Arizona State Trust lands are not “public lands”, as are Federal lands under the management of the U.S. Forest Service or the Bureau of Land Management. Federal “public lands” are managed for the benefit and use of the public, while State Trust lands are managed for the benefit of 13 Trust beneficiaries, which include the public schools and prisons. The Land Department’s trust management responsibilities include requiring a permit or lease and charging a fee for use of Trust land. Exceptions to this requirement are licensed hunters and fishers, actively pursuing game or fish, in-season, and certain archaeological activities permitted by the Arizona State Museum.
The exception mentioned above is called the Sportsmen’s Exception. Lets flush out the Sportsmen’s Exception just a little bit. Arizona Cottontail Rabbits season is year around and they inhabit the entire state and can be taken with a .22 caliber firearm. If you posses an Arizona Hunting License and at least a .22 caliber firearm, you have the right to be on State Trust Land in the pursuit of the rascally rabbit.
My friend said well you can’t camp on State Trust Land, I said wait a minute if I am legally on State Trust land in the pursuit of the rascally rabbit and that pursuit carries over multiple days, you say I can’t fall asleep? That just doesn’t make sense to me. While the Sportsmen’s Exception does not exclusively say you can camp, it also does not exclude over night hunting trips(camping) on State Trust Land. I have never been on a big game hunt where we didn’t stay multiple nights maybe we were not good enough hunters. But, in my defense we usually arrived to the hunting grounds in the afternoon after a long drive. Well the first thing we do when we get there is to set up camp, but according to my friend we can’t do that. I am sorry but the hunt is already off to a bad start.

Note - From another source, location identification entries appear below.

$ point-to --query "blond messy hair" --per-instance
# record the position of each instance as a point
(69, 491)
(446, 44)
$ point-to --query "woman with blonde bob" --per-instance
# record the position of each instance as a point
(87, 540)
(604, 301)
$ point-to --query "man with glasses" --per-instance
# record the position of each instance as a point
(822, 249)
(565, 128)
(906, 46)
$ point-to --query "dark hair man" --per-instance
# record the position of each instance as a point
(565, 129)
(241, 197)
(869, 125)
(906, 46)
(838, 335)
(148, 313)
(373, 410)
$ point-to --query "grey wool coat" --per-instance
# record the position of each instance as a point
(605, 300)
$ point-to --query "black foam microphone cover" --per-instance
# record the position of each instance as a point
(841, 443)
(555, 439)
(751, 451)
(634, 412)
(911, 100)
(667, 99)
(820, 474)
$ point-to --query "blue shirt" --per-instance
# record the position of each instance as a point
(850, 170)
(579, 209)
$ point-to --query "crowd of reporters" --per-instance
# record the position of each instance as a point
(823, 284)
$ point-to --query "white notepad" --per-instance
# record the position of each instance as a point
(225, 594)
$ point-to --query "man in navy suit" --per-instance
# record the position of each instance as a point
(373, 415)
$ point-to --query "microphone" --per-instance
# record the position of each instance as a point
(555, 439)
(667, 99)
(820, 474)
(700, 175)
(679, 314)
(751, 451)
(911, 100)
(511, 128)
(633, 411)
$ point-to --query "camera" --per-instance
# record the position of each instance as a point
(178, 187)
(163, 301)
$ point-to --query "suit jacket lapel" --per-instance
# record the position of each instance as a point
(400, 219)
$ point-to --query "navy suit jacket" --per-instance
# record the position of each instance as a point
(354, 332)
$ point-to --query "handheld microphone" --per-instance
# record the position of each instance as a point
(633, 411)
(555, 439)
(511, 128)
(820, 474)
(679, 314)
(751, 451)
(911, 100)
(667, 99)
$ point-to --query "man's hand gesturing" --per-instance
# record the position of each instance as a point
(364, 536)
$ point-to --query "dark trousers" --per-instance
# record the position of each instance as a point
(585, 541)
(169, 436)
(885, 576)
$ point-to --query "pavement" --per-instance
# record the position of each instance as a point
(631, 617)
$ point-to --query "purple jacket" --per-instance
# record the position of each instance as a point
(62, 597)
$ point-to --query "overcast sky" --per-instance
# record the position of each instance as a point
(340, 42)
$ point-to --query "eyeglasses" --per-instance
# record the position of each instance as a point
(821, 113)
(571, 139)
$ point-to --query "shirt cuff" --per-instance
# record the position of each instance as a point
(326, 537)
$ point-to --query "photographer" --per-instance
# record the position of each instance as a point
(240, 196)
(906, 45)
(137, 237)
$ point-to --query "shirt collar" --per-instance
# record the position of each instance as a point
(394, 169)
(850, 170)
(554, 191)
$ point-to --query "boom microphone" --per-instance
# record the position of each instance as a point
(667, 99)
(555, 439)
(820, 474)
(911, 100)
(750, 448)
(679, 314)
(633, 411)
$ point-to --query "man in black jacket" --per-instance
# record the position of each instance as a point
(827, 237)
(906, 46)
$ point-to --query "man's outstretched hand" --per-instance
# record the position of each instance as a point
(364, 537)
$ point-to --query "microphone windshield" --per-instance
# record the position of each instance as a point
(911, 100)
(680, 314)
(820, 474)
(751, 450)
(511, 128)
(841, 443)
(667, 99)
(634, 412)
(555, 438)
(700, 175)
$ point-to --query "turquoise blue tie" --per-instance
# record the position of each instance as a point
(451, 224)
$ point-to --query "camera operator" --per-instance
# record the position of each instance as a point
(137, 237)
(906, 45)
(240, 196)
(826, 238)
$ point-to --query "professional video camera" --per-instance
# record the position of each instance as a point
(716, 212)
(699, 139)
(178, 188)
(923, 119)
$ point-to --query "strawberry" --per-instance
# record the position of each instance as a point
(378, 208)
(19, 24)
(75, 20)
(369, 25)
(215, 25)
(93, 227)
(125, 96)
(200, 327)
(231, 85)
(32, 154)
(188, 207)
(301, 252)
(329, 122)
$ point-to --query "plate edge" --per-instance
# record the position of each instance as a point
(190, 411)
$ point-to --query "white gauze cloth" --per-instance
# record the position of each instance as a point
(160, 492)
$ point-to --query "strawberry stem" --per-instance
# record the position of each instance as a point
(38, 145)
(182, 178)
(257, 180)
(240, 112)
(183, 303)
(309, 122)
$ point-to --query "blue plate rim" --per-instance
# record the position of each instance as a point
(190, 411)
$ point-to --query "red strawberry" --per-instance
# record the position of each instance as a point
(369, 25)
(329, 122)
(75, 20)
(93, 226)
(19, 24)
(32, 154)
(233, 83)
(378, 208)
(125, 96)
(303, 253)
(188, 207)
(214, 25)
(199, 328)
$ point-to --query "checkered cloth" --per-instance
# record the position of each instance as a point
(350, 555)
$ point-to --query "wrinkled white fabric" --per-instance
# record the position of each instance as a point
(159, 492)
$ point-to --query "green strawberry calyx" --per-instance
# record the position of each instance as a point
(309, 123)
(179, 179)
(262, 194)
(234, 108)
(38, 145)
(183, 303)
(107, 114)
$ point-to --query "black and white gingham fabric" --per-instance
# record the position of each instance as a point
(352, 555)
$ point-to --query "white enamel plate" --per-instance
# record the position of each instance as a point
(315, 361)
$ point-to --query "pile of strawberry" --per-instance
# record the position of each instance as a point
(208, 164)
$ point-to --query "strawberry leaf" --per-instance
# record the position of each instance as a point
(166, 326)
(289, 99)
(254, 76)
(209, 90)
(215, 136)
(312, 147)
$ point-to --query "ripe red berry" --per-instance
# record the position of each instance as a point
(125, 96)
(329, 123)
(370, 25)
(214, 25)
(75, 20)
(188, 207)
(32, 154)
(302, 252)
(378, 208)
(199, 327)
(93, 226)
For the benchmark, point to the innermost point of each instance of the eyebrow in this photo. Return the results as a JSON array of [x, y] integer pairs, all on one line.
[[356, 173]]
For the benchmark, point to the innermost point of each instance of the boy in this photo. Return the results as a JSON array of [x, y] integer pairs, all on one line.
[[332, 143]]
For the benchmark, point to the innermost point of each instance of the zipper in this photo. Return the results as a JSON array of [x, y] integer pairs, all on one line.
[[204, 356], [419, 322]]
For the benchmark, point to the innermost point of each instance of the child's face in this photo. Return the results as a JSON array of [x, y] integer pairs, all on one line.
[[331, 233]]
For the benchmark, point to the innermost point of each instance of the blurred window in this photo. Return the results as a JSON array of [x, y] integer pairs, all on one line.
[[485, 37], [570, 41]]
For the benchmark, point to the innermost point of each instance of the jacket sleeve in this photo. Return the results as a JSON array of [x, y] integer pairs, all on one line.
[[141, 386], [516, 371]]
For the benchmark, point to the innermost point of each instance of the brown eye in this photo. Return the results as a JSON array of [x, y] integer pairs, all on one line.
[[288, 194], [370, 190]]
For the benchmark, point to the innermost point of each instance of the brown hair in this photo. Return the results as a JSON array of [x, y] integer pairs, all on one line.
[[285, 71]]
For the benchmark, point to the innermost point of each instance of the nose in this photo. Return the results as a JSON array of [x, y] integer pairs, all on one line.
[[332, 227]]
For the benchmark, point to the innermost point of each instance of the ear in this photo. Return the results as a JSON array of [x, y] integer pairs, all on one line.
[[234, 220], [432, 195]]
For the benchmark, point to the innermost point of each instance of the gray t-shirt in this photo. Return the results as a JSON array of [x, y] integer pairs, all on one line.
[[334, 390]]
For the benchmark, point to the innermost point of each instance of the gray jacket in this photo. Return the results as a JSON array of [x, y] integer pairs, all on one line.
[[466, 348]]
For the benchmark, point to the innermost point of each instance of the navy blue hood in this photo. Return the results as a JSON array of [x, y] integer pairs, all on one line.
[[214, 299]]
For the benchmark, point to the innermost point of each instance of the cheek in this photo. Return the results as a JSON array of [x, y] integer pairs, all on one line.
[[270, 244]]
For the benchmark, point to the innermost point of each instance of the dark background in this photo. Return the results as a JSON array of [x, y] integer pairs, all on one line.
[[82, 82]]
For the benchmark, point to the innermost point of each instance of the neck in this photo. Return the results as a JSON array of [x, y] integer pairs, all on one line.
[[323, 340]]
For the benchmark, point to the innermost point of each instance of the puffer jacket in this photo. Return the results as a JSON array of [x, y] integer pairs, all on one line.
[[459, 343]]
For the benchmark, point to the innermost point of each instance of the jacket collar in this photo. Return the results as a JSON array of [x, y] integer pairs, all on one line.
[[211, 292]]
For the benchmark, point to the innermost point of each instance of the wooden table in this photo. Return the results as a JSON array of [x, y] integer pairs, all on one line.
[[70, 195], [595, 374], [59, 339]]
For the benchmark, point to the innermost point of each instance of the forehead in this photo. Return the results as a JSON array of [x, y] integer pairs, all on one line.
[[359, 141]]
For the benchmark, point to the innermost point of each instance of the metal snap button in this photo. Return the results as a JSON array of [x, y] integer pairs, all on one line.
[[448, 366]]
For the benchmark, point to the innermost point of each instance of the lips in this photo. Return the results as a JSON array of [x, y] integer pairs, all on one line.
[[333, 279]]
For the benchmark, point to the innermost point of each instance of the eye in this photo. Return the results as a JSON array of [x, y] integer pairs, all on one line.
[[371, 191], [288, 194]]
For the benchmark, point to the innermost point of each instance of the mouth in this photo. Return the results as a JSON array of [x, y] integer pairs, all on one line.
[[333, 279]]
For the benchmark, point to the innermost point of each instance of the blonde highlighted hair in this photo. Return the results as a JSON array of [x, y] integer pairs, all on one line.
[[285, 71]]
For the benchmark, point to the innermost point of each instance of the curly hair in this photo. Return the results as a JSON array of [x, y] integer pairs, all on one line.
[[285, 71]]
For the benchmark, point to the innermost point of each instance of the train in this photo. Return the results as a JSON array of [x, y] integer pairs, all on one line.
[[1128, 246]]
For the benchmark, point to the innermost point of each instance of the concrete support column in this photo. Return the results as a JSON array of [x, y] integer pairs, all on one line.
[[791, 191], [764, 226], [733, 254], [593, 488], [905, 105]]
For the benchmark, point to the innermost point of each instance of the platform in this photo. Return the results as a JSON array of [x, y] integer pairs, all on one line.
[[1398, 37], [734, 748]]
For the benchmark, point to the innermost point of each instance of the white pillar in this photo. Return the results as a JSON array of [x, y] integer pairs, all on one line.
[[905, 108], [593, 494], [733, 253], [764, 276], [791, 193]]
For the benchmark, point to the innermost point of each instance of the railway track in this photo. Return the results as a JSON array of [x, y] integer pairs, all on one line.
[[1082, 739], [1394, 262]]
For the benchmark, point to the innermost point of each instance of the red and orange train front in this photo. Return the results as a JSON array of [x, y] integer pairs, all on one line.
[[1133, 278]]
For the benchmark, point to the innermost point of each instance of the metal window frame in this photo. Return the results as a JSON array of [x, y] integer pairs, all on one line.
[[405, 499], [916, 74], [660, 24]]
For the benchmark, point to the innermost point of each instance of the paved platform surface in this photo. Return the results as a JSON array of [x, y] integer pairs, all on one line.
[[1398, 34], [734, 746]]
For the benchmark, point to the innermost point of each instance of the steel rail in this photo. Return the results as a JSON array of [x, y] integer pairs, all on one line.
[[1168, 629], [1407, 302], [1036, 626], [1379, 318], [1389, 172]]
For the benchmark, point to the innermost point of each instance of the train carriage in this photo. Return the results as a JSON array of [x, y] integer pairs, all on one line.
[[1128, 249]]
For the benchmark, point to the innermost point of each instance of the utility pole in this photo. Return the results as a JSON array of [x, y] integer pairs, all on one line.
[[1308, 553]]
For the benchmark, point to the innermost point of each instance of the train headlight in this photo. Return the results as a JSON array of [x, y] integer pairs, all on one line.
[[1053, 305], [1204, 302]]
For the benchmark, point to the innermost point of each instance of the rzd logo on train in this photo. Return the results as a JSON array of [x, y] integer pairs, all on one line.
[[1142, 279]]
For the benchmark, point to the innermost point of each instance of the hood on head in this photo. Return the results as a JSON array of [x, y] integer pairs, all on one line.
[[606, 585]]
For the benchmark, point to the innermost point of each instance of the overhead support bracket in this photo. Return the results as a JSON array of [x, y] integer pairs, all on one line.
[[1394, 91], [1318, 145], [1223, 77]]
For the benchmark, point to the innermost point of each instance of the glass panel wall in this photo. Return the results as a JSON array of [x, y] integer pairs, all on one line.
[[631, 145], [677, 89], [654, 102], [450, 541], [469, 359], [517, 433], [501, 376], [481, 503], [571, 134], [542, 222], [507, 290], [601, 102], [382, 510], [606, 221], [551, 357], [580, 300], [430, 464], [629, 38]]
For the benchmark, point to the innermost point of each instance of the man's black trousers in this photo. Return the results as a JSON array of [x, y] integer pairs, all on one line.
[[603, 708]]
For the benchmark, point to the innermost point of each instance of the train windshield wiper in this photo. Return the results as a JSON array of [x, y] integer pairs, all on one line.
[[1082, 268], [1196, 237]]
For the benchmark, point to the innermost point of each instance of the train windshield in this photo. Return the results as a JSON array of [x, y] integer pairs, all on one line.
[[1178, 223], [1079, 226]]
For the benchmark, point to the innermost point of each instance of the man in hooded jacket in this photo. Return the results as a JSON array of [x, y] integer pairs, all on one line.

This summer I intend to scout areas for the fall Elk Hunt on horse back, I also expect that scouting trip will be over a couple of days. So, if asked by anybody I will simply say that I am in pursuit of the rascally rabbit and of course I will have at least a .22 caliber firearm with me.
Based on the Sportsmen’s Exception, I just can’t see a case where a hunter could be denied access to normally accessible State Trust Land. If hunting were specifically banned in that area I wouldn’t want to be there anyway.
So, if you have a valid Arizona Hunting License then Arizona State Trust Land is available for your use and enjoyment. I only ask that you be a good steward and clean up after yourself. Thanks!